The Leavening
The Leavening is a debut speculative fantasy set in an occupied city - coded Liverpool, written from inside a language that was never meant to survive. At its centre is a constructed lexicon derived from Mincéir Thari ( also known as Cant or De Gammon), the encoded living language of Irish Traveller communities, built into a cipher that my chronically ill protagonist Kildare carries on her skin as ancestral marks. Drawing on my own Traveller heritage, the novel is an act of reclamation as much as storytelling: excavating a suppressed linguistic tradition to construct new vocabularies for gender, power, bodily autonomy and belonging. Caid the ancient cross-country ball game of travelling workmen, a communal ritual that predates and resists regulation is reclaimed here: taken underground, taken back by women. Fermentation is the magic system: slow, transformative, working from the inside out. A world recognisably ours, refracted through what was almost erased.

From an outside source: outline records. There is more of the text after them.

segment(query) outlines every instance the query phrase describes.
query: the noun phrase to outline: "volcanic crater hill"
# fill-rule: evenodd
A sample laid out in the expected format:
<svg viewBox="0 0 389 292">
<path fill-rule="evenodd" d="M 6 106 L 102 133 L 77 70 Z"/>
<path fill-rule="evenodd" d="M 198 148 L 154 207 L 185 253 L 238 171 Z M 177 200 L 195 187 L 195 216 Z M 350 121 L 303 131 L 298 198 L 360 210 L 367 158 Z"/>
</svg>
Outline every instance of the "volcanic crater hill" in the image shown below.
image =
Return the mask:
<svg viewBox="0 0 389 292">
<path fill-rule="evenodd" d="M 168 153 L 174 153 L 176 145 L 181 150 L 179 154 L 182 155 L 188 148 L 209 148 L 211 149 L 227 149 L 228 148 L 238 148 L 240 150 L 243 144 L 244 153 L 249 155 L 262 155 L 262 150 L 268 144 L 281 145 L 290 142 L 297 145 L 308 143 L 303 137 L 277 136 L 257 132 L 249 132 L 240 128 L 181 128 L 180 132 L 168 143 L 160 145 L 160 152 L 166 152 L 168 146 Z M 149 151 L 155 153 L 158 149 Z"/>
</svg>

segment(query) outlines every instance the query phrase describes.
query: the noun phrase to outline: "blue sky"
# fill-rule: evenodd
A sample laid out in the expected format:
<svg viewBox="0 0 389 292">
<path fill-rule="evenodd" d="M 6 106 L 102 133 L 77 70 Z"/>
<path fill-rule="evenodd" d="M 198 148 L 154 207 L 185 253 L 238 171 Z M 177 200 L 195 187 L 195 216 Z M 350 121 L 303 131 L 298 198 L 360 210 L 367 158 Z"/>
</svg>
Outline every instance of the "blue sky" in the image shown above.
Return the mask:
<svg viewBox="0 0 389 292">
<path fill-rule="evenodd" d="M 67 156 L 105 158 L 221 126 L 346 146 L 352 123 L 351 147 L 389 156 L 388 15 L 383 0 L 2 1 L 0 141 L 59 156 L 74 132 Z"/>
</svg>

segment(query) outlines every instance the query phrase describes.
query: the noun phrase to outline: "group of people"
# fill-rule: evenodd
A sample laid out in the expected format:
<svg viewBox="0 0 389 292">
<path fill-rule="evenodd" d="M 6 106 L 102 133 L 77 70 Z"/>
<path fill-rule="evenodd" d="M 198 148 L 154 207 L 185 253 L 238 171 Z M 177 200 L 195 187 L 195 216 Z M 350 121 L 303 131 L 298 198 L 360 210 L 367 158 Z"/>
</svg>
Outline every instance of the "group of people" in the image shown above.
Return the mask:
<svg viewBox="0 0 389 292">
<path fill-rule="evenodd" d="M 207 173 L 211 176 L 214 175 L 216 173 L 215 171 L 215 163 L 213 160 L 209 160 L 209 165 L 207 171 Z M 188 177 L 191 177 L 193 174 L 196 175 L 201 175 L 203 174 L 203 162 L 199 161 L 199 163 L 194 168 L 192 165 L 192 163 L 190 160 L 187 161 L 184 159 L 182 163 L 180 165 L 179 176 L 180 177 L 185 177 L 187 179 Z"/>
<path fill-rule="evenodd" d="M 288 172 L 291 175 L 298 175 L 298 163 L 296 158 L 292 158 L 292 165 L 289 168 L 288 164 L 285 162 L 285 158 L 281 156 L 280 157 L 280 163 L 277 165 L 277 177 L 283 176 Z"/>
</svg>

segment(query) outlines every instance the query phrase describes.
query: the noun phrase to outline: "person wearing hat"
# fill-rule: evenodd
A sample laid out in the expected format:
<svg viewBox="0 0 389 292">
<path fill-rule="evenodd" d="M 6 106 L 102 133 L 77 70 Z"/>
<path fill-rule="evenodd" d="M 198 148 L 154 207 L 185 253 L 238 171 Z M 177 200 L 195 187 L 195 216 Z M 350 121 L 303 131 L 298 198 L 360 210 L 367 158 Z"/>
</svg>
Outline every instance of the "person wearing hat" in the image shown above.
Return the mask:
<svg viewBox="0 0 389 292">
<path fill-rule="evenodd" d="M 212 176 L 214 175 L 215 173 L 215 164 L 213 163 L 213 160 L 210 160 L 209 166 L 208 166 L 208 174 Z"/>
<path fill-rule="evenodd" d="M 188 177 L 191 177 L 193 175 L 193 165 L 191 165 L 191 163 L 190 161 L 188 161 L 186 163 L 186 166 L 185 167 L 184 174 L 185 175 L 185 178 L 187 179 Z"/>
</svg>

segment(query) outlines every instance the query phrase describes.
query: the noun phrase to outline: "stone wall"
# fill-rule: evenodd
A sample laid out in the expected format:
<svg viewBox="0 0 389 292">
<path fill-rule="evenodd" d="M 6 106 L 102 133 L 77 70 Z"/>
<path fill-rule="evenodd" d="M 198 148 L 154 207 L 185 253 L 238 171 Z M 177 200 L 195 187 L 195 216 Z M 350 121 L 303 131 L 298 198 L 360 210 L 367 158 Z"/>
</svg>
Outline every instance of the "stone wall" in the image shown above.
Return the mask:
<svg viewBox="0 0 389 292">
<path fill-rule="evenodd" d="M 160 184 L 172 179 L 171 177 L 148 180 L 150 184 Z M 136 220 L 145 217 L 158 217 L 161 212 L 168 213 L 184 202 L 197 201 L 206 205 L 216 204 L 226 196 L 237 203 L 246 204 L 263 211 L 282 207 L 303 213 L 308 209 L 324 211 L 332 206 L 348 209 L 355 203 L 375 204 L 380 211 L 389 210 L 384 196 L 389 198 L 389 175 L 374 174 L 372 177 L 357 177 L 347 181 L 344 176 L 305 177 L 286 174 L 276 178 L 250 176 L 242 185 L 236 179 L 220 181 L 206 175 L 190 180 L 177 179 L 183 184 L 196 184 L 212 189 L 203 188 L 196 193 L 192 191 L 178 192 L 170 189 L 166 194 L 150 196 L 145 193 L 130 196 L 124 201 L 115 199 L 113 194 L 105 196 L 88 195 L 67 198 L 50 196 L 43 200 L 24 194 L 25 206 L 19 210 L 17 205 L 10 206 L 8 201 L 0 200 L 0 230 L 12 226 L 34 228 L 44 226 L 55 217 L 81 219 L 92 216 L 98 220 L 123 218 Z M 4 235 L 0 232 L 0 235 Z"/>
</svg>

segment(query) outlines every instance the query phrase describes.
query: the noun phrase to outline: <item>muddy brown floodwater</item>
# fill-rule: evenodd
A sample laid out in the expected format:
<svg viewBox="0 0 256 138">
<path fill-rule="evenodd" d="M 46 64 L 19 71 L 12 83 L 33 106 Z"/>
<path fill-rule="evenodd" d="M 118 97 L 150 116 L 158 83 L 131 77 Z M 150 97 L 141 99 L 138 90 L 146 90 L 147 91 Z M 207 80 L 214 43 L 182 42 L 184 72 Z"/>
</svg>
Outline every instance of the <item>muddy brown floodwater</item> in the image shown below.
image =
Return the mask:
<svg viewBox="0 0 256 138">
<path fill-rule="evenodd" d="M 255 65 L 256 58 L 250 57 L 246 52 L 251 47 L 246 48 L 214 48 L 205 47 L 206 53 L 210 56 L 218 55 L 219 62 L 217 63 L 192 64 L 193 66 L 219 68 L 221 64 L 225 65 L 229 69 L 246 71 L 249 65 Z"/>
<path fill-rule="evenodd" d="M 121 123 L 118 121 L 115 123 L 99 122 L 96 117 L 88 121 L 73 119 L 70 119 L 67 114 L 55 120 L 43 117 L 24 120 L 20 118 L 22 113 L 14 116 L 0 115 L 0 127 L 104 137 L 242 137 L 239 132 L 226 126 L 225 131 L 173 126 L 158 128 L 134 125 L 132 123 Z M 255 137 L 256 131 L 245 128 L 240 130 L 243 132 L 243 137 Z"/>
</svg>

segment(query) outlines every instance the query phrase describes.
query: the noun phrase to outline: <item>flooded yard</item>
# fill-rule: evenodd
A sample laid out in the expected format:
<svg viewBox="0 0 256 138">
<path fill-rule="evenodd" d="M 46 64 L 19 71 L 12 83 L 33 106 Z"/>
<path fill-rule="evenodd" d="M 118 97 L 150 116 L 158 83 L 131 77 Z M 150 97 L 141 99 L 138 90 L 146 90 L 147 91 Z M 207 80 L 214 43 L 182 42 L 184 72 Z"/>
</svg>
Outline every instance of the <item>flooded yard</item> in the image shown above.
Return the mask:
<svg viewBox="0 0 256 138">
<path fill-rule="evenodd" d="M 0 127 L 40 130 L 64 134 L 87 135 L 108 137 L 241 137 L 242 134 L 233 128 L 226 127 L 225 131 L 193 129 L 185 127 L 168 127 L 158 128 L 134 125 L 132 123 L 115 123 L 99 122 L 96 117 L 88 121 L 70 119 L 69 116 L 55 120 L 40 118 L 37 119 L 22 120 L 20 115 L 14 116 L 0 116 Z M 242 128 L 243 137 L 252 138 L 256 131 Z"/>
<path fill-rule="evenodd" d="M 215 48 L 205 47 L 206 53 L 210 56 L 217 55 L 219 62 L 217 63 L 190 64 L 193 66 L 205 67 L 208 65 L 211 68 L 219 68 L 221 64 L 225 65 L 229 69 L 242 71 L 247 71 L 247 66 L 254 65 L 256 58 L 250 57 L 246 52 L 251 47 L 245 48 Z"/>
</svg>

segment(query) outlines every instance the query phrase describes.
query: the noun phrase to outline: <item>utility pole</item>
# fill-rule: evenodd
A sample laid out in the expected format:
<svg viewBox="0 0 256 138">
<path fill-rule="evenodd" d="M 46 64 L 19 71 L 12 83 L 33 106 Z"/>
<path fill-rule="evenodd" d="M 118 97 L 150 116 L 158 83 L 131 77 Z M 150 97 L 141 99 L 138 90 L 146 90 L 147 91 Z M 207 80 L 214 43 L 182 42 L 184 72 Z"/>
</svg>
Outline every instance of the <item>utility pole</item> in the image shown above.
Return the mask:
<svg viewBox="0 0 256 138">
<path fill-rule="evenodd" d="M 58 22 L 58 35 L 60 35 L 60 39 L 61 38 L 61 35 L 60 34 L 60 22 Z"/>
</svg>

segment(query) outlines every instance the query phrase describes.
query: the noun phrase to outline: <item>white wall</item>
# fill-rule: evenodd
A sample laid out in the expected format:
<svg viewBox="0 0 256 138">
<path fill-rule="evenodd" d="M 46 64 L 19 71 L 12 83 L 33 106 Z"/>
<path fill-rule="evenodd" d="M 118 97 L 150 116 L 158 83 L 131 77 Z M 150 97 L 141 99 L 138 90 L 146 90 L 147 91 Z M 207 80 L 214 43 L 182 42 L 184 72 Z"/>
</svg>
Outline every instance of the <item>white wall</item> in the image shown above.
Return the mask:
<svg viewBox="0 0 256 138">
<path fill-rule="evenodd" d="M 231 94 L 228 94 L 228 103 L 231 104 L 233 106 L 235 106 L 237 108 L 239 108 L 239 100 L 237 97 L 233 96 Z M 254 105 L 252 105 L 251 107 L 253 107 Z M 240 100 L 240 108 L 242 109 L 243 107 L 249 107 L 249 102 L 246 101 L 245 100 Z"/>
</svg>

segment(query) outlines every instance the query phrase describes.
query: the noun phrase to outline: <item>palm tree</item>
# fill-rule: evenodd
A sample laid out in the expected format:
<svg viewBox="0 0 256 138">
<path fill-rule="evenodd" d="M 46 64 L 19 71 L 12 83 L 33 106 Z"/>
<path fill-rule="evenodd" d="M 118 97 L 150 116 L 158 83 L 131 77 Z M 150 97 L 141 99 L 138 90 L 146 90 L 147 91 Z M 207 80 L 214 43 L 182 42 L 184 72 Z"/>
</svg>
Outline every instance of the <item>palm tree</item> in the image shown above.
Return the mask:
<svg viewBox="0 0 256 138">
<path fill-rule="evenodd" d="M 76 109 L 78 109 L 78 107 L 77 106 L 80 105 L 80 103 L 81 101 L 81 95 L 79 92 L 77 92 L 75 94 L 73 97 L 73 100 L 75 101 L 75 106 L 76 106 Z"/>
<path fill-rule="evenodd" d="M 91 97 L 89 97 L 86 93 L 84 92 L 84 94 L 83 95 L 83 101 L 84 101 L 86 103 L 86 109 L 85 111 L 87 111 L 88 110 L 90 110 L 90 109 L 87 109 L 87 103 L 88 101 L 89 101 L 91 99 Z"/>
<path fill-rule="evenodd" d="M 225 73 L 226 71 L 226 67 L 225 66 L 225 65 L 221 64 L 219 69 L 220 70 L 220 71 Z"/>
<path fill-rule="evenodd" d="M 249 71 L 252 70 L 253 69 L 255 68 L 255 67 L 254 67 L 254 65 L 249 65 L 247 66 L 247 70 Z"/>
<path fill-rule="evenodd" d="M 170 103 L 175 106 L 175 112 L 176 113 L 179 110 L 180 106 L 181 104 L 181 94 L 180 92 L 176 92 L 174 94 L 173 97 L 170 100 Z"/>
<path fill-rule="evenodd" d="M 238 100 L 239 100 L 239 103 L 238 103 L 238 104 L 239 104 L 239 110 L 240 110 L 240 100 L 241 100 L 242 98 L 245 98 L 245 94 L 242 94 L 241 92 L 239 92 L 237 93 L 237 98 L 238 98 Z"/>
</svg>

The Leavening extends the momentum of my practice into the mechanisms of language - slowly, over years, with the same political intention. Where participatory and durational work builds alternative realities in real time, the novel constructs them through a single sustained act of imagining. The long form holds the interior life of resistance, the texture of an occupied self - and the novel's world is built from the same materials as my wider practice: communal knowledge, suppressed histories, the political life of the body, and the insistence that imagining otherwise is a form of radical action.